Silvio de Almeida: ‘As pessoas descobriram que o racismo não é uma patologia. É o que organiza a vida delas’

Autor de ‘Racismo Estrutural’ afirma que a pandemia do novo coronavírus pode fazer o racismo tomar novas formas de modo a manter desigualdades. Para ele é preciso contruir uma nova economia dos afetos: ‘Precisamos de uma cultura que se oponha ao racismo, que coloque em seu centro produções em que a nossa humanidade caiba’

Os acontecimentos das últimas semanas nos EUA deixaram muita gente estarrecida – inclusive no Brasil. Um homem negro sufocado até a morte por um policial branco, protestos diários contra a violência policial, a resposta truculenta do presidente Donald Trump, a indignação crescente nas redes sociais. Será que finalmente as pessoas brancas entenderam a gravidade do racismo e o quanto ele pauta a política, a economia e as relações sociais? O que é preciso ser feito para desmontar a estrutura cruel e violenta que nega a uma parte da população, não apenas as condições materiais de vida, mas a possibilidade de sonhar?

Silvio Luiz de Almeida é um dos intelectuais brasileiros que têm articulado respostas para essas e tantas outras perguntas. Aos 43 anos, é advogado, doutor em Filosofia e Teoria Geral do Direito pela USP, professor na FGV-SP e na Universidade Presbiteriana Mackenzie. É presidente do Instituto Luiz Gama, associação civil que reúne juristas, acadêmicos e militantes dos movimentos sociais que trabalham em defesa das classes populares, e autor de “Racismo estrutural”, volume da coleção “Feminismos Plurais”, coordenada pela filósofa Djamila Ribeiro. Almeida concedeu essa entrevista por telefone dos EUA, onde é professor convidado da Universidade Duke. Ele alerta que a pandemia pode fazer o racismo criar novas formas de modo a manter as desigualdades e estruturas de dominação. E diz que sonha com um mundo emancipado: “É um mundo liberado de todas as forças que limitam as capacidades humanas. Um mundo em que não se esmaga as nossas possibilidades de ser, um mundo que não tem teto.”

CELINA: Gostaria de começar com uma provocação. Diante do que temos visto na última semana, as pessoas brancas, inclusive no Brasil, finalmente descobriram que o racismo existe e que ele mata?

Silvio Almeida: Um dos efeitos do racismo, e por isso ele funciona tão bem como uma forma de organizar a sociedade, é que ele é naturalizado. O racismo tem a capacidade de estar presente e se incorporar ao cotidiano das nossas vidas, está oculto.
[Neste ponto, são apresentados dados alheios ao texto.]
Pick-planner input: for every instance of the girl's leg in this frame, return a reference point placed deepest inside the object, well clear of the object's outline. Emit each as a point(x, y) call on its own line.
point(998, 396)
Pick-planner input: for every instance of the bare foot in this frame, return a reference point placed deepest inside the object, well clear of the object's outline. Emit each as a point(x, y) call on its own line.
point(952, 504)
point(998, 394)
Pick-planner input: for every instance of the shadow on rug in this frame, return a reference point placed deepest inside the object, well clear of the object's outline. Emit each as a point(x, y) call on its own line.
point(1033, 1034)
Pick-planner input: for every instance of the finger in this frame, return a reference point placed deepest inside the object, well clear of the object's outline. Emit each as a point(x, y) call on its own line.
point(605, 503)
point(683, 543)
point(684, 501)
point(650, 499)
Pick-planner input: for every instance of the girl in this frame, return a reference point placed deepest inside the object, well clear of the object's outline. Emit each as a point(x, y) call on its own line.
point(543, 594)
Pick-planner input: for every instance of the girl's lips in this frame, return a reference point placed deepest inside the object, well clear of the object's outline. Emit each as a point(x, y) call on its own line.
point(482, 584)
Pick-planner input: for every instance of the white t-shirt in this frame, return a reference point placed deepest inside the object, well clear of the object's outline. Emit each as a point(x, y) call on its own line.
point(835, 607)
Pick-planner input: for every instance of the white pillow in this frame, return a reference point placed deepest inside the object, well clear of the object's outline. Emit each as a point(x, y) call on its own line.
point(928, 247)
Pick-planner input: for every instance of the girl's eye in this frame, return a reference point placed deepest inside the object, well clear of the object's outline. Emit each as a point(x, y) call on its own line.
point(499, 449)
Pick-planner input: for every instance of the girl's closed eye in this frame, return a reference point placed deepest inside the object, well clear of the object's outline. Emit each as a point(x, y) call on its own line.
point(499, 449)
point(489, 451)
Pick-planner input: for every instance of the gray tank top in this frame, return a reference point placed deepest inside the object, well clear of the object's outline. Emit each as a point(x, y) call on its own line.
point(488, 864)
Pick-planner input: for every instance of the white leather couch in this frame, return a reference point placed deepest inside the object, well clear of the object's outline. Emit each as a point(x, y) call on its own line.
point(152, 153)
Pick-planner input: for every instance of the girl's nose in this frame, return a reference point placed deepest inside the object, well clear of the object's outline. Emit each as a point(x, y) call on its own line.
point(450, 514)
Ele é normal, faz parte da ordem. Todo dia um homem negro é morto, essa violência é cotidiana. Mas, agora, estamos em um momento de tensão, em meio a uma crise, um ato de brutalidade foi filmado, os ânimos estão inflamados. Quando o mundo está em desordem, a ordem pode nos chocar. Não há mais fumaça escondendo, o racismo aparece e se coloca em confronto aparente com as nossas convicções morais. As pessoas se perguntam: “Como eu não pude ver isso?”. Elas descobriram que o racismo não é um desajuste, não é uma patologia. É o que organiza a vida delas de todos os pontos de vista.

A pergunta que muitos têm se feito é por que a morte de George Floyd provocou tanta comoção entre brancos no Brasil, mas a morte de negros brasileiros não causa. Em fevereiro de 2019, Pedro Gonzaga, um negro de 19 anos, foi sufocado pelo segurança de um supermercado no Rio.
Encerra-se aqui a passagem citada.